Regardless of the situation, it’s something you wouldn’t like to happen because it will negatively affect the event organization. To minimize the risk of unpredicted events, you need to learn more about the crowd at the event. Once you know what kind of people will be there, you can prepare the place by placing signs around the venue, line dividers, and securing the place.

Manage During An Event

Why Knowing The Crowd Is Important?

Many might ask why you need to know the crowd when preparing your crowd control plan. The most straightforward answer is that you will have to control the CROWD. And how can you control it if you don’t know who your crowd is?

Namely, if you organize a rock concert, you assume that most attendees will be teenagers and young adults who might get drunk and start a fight. On the other hand, if you organize a business meeting, you assume that there will be be serious businessmen who will likely not cause any unpleasant situation. If this is your first event or you need help analyzing the crowd, here are several things you should do.

Look At The Competitors

If you are new to crowd control management, you can look at similar events your competitors have organized. In this way, you will see who has attended those events. This will help you learn what kind of people will attend your event.

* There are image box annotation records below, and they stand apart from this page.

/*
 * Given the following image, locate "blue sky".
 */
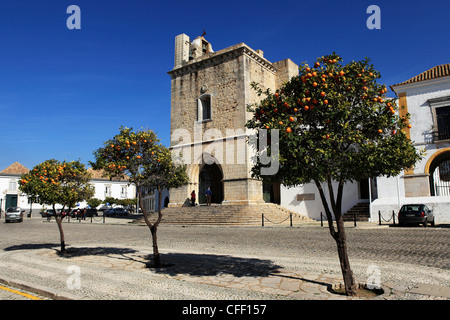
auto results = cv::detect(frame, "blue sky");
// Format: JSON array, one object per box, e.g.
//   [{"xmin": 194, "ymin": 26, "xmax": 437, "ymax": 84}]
[{"xmin": 0, "ymin": 0, "xmax": 450, "ymax": 170}]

Look At Your Previous Events

If you have organized similar events before and have some experience in crowd control, you can look at your past events. This will refresh your memory regarding who has attended those events. Moreover, it will show you whether or not there was an unpleasant situation and how you have dealt with that.

Ask Event Experts

If you know someone who works in the event industry and has experience organizing events, you can ask them about their audience. You can also ask them how their past events, similar to yours, have passed and if something unexpected has happened. Moreover, you can ask them for advice on what you can expect from the attendees at your event. And, if you don’t know anyone who works in the event industry, you can simply check some LinkedIn groups. You will find plenty of helpful information regarding events and crowds.
Create A Crowd Profile

Create A Crowd Profile

You can create a crowd profile once you have information about the crowd. A crow profile is similar to a buyer persona profile because it helps you gather all the information you have. That way, it will help you create an example of the typical crowd attending events like yours. For instance, you will be able to see the crowd's age range, which will help you predict their behavior during the event. If you are dealing with teenagers, you can assume all the things that might happen, such as a fight, a robbery, pushing in the queue, rushing around the hallway, etc.

Once you know your audience, you can take further steps to ensure their safety,, which is crucial for crowd control. To do that, you should consider the possible security risks, which are actually a part of the risk assessment. 

Hence, you should consider:

The hazards result from the crowds’ dynamics, such as sawing and rushing, which may cause people to fall against structures and get harmed, falling down and being stamped by the crowd, or dangerous behavior, such as throwing objects or climbing on structures.

Hazards as a result of venue or event activities include failure of equipment, a temporary structure collapse, lousy ground conditions, inadequate venue/site design, source of fire, and so on.